Mixed Blood’s latest production, The House of Spirits, is an engrossing tale of torture and human rights as well as a compelling family saga. The play is written by Caridad Svich and is based upon the novel by Isabel Allende, the niece of President Salvador Allende, a freely elected Maxist president who was killed during a military overthrow of his government in Chile in the 1970s.
The play starts with the reign of terror that followed the overthrow of President Allende and focuses on the life of Alba, one of the up to 130,000 persons who “disappeared” in the three-year aftermath of the military takeover. Alba is being tortured and repeatedly raped by her military guards, one of whom is the illegitimate son of her grandfather Esteban Trueba. To mentally escape this hell, Alba recounts the story of how her grandfather made his fortune and married her grandmother Clara. Esteban had been in love with Clara’s older sister Rosa, but Rosa died under mysterious circumstances before they could marry. Other characters include Ferula, Esteban’s much-put-upon sister who bonds with Clara but is banished by Esteban, Esteban’s and Clara’s daughter Blanco and Blanco’s lover the Pedro, a fiery political and romantic peasant.

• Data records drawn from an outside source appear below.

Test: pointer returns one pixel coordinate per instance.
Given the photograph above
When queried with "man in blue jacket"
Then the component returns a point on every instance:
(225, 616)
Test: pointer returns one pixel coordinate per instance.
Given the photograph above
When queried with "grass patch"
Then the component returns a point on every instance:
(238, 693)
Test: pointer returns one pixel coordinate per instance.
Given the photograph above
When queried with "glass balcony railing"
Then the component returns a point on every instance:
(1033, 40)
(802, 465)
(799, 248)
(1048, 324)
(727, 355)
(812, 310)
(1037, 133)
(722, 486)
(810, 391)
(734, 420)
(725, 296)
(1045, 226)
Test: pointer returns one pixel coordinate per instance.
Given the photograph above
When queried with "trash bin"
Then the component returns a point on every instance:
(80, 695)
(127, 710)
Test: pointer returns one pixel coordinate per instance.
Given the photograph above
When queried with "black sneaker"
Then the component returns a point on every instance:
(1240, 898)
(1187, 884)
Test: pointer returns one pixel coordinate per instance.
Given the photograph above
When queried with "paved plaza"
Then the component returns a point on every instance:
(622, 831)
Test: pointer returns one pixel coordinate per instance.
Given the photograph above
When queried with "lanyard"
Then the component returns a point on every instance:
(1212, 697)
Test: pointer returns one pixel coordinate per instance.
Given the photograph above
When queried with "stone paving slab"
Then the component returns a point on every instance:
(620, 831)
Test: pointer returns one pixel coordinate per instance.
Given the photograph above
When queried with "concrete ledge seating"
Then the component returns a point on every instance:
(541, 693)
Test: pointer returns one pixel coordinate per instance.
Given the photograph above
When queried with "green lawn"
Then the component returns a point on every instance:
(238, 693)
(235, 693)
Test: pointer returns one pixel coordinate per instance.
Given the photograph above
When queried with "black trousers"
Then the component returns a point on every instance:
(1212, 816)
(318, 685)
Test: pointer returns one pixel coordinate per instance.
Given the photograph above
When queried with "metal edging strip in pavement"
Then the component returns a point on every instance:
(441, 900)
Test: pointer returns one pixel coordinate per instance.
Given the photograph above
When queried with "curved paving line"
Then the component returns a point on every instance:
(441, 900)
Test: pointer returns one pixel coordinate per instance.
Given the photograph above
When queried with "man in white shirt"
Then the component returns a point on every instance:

|the house of spirits, presented through november 14 at mixed blood theatre. for information and tickets ($15-$28), see mixedblood.com|
The play has a soap-operatic quality, but it is thoroughly engaging. Intermixed in this family saga are snippets of an agenda for gender equality, economic rights, and human rights. Esteban Truebe starts out as a lovesick young man determined to make himself a wealthy man worthy of marrying Rosa. In the process, he takes on ruthless qualities. He repeatedly rapes the various peasant women who work for him on his estate and fathers a slew of illegitimate children in whom he takes no interest. Despite Esteban’s vicious nature, he is loved by Clara who stays with him until he brutally beats both her and their daughter Blanco. Fine ensemble acting resonates throughout the play with notable performances by Christina Acosta Robinson as Alba, Dario Tangelson as Esteban, and Nora Montanez as Ferula. Isabelle Ortega provides a captivating performance as Clara, a gentle and clairvoyant soul. The puppetry used by Ricardo Vazquez in the portrayal of Clara’s dog Barrabas is also well done, especially in Barrabas’s death scene.
Director Marcela Lorca has crafted a wonderfully well-paced show which holds the audiences interest as the various scenes flow one into the other. I was so enthralled in the production that I was disappointed when the action stopped for an intermission. The only minor flaw in the production was a few scenes where actors were running in and out of the scenery—supposedly to show the terror, but it often just caused confusion as to what exactly was occurring.
Mixed Blood’s production is the first bilingual production of this play, and the shifting of the spoken language from Spanish to English and English to Spanish appeared effortless. By the last half of the production, I did not even need to look at the lighted English translations of the Spanish-speaking scenes to understand what was happening. (I did wonder, however, why when the spoken languages shifted from Spanish to English that the lighted translations did not shift from English to Spanish.) The House of Spirits is compelling piece of storytelling along with a rich bilingual experience which should not be missed.